In keeping with the national picture, where people come to the hospital with a lot of things wrong with them, or in more serious cases, Kogan also developed a hernia, which cannot be operated on until he has heart surgery.
Beds, staff and cash
In 2022 England and Wales recorded 45,000 more deaths than the 2015-2019 average, making it the deadliest year outside of the COVID-19 pandemic since 1951 by this metric.
Around 2.5 million people are also out of work due to chronic illness, with the lowest paid being the worst affected, according to the Office for National Statistics (ONS).
The Bank of England cited poor health as one of the reasons for the fall in the number of workers.
It is too early to know what impact long COVID and large waiting lists will have on the workforce, the ONS said, but the government is investigating any link between chronic illness and people leaving work.
Healthcare was struggling a lot before the pandemic.
Growth in health spending under the previous Labor government has contributed to the longest period of sustained real spending growth in the NHS’s history, the Institute for Fiscal Studies said.
And after the Conservatives came to power in 2010, health spending did not fall sharply, it plateaued, and IFS economist Ben Zaranko said Britain’s aging population would put further pressure on NHS budgets.
“Even before the pandemic the NHS was slowly deteriorating in terms of its performance,” he told Reuters.
According to the Organization for Economic Co-operation and Development, UK health spending as a share of economic output averaged less than 10% in the years leading up to the pandemic, compared to a rate of close to 12% in Germany, which is 60% higher.

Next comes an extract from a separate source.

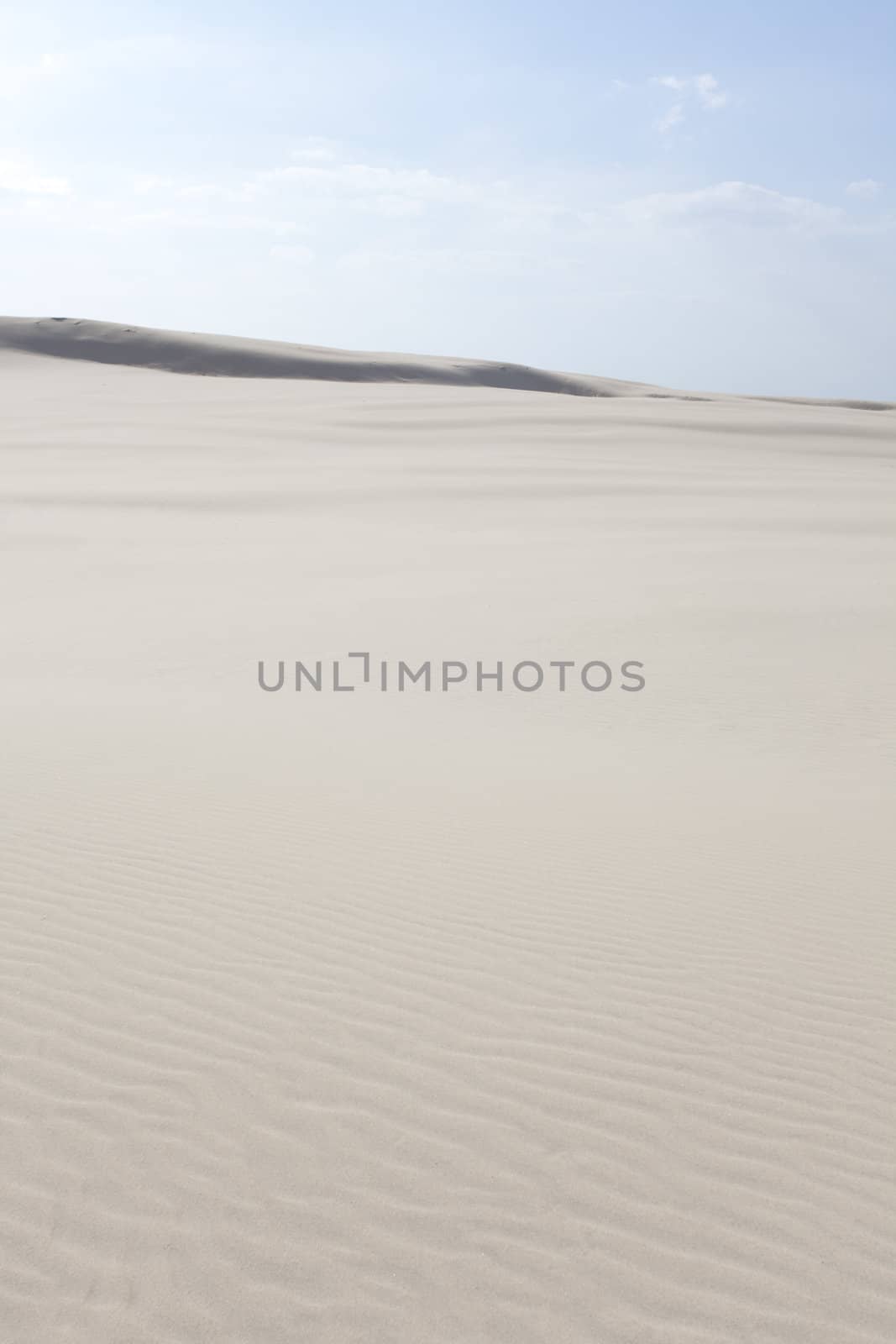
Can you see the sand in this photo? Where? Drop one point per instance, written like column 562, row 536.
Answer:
column 453, row 1016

More doctors per capita than in the UK.


Between 2014 and 2019, the number of British public hospital beds fell by 7% – the sharpest fall in the Group of Seven advanced economies – and the Health Foundation, a charity, estimates the NHS will need an extra 103,000 staff to meet demand.


That’s the pressure nurses are on strike this year for the first time in their union’s 106-year history.
Analysts say the latest extra funding, which could help pay staff more, is not enough to transform the NHS, or prepare it for a future with an aging population.
The Nuffield Trust think-tank also found that registrations of doctors from the European Union have slowed since the UK’s 2016 Brexit decision, possibly exacerbating staff shortages.
Siva Anandasiva, chief analyst at the King’s Fund, a charity working to improve health outcomes, said a combination of structural problems and the pressures of Covid could take a decade for the NHS to reach its targets again.
“There is no short-term solution here,” he told Reuters.